Running windows in virtual machine, should I bother with security?

Your virtual Windows is on the same network with your OSX, so the same threats of having an infected device on a network applies to this VM. Your VM is equivalent to a PC in your network its not much different. The same security practices that apply to your PC also applies to your VMs.

  • Although OSX does not run the same malicious apps that run on windows machines, that VM can still be a threat to rest of the devices on the network.
  • It can also consume your machine's resources in case it becomes infected and make your host machine slow too.
  • At times you may login to your email/cloud account on the VM to download something and in case the VM is infected with a keylogger, your data can be stolen.
  • You may connect a USB Flash drive to the VM to transfer files elsewhere and infection can spread this way.

Try to keep the guest operating system along with softwares used in it updated at minimum. If you use it moderately get a free antivirus like microsoft's Windows Defender.

One other threat is Ransomwares, Parallels Desktop has a feature that shares some of your OSX folders with windows. If your windows VM gets infected with a ransomware, it can possibly encrypt your shared files causing damage to your important data.


Looking at Virtualbox's manual chapter 13, Security guide. Other than the points mentioned above plus the clipboard which SilverlightFox mentioned, it says:

13.3.4. Potentially insecure operations

Enabling 3D graphics via the Guest Additions exposes the host to additional security risks; see Section 4.5.1, “Hardware 3D acceleration (OpenGL and Direct3D 8/9)”.
...
When Page Fusion (see Section 4.9.2, “Page Fusion”) is enabled, it is possible that a side-channel opens up that allows a malicious guest to determine the address space layout (i.e. where DLLs are typically loaded) of one other VM running on the same host. This information leak in it self is harmless, however the malicious guest may use it to optimize attack against that VM via unrelated attack vectors. It is recommended to only enable Page Fusion if you do not think this is a concern in your setup.
...

While you're using a different hypervisor, it is imaginable that same type of risks also apply to that.

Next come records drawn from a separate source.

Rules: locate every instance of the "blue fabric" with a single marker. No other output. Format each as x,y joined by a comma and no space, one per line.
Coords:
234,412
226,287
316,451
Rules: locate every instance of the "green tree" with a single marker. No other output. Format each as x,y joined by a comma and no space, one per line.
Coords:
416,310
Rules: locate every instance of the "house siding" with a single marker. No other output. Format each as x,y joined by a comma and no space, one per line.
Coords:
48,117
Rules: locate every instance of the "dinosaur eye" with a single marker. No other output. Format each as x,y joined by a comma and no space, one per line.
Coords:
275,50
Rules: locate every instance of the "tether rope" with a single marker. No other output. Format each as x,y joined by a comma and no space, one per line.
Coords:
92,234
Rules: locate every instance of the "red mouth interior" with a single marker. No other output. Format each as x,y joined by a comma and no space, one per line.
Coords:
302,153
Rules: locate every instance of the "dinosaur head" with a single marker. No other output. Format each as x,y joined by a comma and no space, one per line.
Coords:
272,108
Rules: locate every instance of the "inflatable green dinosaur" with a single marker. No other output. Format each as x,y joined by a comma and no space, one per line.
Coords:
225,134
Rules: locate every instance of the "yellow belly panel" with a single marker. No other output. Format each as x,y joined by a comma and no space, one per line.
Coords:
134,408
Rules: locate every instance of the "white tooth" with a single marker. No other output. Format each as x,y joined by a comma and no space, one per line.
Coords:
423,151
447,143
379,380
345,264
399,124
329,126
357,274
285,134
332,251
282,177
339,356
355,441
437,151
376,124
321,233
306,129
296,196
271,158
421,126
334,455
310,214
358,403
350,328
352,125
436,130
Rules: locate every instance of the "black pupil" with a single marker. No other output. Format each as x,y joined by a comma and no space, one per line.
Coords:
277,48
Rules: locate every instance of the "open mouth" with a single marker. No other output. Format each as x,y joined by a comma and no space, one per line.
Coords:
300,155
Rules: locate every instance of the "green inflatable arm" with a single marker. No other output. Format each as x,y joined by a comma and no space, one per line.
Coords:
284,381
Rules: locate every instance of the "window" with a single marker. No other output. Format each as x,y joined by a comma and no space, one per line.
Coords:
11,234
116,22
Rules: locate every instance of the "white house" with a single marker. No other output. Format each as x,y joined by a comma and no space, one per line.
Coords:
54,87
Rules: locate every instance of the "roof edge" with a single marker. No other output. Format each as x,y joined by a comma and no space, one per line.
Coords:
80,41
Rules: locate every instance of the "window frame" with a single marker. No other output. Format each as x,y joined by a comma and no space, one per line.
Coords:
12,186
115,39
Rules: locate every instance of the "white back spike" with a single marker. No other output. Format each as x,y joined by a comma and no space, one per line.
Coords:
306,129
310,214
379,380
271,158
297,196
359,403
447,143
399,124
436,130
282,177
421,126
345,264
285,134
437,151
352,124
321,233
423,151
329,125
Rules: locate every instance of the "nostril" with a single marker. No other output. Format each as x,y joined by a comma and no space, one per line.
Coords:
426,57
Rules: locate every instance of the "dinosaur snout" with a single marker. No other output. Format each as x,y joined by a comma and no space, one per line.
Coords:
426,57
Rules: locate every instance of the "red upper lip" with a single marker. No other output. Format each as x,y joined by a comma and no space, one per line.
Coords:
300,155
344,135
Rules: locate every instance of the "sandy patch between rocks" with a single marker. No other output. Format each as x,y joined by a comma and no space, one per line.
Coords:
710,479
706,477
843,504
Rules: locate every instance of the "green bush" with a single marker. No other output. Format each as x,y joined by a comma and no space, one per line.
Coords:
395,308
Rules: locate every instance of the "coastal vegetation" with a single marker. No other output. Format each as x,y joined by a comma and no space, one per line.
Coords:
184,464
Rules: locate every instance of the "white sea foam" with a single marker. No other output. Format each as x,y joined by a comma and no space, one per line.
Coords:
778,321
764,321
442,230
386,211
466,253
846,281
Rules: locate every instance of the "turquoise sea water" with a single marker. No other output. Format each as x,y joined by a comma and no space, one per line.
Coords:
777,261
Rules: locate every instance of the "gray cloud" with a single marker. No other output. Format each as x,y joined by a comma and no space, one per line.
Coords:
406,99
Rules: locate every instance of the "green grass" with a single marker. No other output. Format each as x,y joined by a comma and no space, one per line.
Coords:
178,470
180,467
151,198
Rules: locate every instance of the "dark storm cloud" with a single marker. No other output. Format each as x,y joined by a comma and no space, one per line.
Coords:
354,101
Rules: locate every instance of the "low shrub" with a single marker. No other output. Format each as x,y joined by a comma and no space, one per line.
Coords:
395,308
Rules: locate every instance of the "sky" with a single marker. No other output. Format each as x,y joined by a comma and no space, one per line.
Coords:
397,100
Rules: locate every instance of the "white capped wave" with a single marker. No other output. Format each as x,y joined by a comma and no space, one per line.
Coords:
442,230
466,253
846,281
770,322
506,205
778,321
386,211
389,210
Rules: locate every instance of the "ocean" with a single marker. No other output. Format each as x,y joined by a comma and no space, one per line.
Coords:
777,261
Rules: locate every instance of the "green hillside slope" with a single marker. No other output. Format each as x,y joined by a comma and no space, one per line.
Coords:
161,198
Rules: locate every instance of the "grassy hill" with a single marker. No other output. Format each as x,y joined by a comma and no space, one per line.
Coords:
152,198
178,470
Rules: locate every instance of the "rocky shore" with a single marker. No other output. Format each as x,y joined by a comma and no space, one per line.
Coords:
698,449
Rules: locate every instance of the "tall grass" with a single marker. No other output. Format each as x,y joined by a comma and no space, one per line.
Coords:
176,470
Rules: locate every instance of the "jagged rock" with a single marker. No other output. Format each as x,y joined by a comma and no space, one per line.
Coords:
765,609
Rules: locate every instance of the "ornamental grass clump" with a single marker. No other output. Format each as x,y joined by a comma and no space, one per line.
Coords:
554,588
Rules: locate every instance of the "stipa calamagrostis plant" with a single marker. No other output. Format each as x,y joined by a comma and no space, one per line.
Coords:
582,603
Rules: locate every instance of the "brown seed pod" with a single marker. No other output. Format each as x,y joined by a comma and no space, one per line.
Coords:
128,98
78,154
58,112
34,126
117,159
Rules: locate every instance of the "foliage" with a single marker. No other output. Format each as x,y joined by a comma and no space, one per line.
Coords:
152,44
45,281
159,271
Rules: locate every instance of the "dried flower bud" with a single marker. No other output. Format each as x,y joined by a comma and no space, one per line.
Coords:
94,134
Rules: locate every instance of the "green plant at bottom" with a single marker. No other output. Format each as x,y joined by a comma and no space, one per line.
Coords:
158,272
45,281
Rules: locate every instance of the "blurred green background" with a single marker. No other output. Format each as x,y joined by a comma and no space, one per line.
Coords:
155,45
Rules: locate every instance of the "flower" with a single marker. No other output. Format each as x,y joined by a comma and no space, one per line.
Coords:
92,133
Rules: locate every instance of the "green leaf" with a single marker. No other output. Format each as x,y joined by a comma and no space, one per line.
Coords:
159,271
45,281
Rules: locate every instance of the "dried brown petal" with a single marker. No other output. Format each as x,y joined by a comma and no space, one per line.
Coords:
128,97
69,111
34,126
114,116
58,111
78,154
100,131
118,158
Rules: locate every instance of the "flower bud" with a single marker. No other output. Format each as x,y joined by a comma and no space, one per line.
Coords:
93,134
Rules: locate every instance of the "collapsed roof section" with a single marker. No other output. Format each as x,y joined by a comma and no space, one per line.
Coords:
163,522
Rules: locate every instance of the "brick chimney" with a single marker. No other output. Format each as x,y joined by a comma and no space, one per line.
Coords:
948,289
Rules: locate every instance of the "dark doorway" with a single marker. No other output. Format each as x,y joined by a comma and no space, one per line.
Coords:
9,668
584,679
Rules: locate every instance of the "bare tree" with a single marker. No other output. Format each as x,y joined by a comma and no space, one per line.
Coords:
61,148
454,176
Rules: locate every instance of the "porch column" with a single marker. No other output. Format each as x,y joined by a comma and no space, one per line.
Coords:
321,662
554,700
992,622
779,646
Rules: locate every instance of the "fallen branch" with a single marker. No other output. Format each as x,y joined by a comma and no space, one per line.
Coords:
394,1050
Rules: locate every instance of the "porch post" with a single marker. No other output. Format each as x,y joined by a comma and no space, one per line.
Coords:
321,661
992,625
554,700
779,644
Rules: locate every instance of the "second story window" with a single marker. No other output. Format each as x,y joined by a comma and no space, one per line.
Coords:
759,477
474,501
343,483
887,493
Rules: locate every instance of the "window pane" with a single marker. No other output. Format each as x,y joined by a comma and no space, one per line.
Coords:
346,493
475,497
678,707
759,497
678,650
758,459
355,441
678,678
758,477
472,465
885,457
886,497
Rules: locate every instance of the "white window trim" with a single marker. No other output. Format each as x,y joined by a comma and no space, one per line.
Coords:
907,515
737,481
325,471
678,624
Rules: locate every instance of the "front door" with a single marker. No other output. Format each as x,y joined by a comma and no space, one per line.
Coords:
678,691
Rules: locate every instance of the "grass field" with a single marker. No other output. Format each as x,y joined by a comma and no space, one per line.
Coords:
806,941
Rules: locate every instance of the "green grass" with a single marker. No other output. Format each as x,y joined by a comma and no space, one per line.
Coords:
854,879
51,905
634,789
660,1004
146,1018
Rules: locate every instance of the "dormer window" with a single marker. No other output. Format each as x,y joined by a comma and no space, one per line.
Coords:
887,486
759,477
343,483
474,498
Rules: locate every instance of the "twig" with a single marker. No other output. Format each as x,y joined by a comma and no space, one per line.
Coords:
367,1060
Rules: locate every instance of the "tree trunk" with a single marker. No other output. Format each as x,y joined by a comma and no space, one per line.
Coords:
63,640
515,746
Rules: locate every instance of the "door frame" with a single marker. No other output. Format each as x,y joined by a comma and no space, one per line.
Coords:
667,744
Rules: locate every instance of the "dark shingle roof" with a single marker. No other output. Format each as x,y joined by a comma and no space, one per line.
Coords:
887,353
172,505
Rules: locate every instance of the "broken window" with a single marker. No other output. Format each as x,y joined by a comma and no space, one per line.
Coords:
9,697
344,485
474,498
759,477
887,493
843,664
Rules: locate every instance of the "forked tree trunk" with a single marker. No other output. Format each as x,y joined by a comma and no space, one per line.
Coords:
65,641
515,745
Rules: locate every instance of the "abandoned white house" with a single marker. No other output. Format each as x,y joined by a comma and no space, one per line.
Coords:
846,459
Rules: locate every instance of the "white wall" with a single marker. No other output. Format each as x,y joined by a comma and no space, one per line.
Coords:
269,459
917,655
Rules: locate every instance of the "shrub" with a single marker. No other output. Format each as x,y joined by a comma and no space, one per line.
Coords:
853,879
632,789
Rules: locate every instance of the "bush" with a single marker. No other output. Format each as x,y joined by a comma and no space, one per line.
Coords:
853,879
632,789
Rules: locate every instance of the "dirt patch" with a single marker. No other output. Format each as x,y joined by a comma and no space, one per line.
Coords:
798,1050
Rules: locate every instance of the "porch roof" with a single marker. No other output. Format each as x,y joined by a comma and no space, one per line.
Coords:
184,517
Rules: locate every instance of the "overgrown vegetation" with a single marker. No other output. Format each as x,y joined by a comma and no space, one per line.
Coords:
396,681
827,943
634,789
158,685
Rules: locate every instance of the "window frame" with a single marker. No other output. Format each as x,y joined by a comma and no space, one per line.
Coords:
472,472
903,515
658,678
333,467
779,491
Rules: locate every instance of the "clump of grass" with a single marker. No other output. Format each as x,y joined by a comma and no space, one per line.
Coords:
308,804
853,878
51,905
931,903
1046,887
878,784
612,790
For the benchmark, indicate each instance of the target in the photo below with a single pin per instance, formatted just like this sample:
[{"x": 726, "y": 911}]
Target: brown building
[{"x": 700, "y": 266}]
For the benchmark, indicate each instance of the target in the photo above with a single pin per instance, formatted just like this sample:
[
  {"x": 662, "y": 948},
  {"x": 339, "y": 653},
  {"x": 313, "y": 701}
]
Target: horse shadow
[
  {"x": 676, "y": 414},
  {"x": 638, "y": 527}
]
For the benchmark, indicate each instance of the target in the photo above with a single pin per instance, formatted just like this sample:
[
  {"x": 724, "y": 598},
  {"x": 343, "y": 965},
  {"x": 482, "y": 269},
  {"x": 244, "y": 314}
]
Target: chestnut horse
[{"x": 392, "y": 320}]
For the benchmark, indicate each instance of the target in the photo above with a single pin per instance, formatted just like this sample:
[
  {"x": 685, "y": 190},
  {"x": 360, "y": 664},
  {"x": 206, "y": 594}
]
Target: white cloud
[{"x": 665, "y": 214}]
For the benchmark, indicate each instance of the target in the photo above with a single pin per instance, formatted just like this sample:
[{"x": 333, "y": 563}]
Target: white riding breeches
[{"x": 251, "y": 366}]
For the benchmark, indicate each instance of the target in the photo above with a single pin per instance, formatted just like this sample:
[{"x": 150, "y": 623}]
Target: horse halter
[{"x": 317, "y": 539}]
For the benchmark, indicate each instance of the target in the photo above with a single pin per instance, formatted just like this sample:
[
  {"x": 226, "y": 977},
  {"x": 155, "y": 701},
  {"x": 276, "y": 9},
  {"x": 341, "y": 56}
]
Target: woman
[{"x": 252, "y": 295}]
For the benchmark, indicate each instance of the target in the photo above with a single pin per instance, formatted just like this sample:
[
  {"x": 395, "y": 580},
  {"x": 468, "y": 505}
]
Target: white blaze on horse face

In addition to Silverfox's excellent answer, if you're sharing the clipboard with your Mac, then any malware that logs clipboard contents could steal something sensitive copied to the clipboard from your Mac.

There is also the possibility that malware could traverse from the VM and execute on your Mac. The Pwn2Own competition is looking for such escapes as they have put a $75K bounty on any VMware Workstation bypass. This is very unlikely to happen, although it is theoretically possible should any such vulnerabilities exist in Parallels.

There could also be malware that would make your VM part of a botnet without you necessarily realising. For example, it might be participating in DoS attacks or it could be sending out spam. The main indicator of this would be reduced performance, however any anti-virus/malware products could alert you ahead of any performance drop.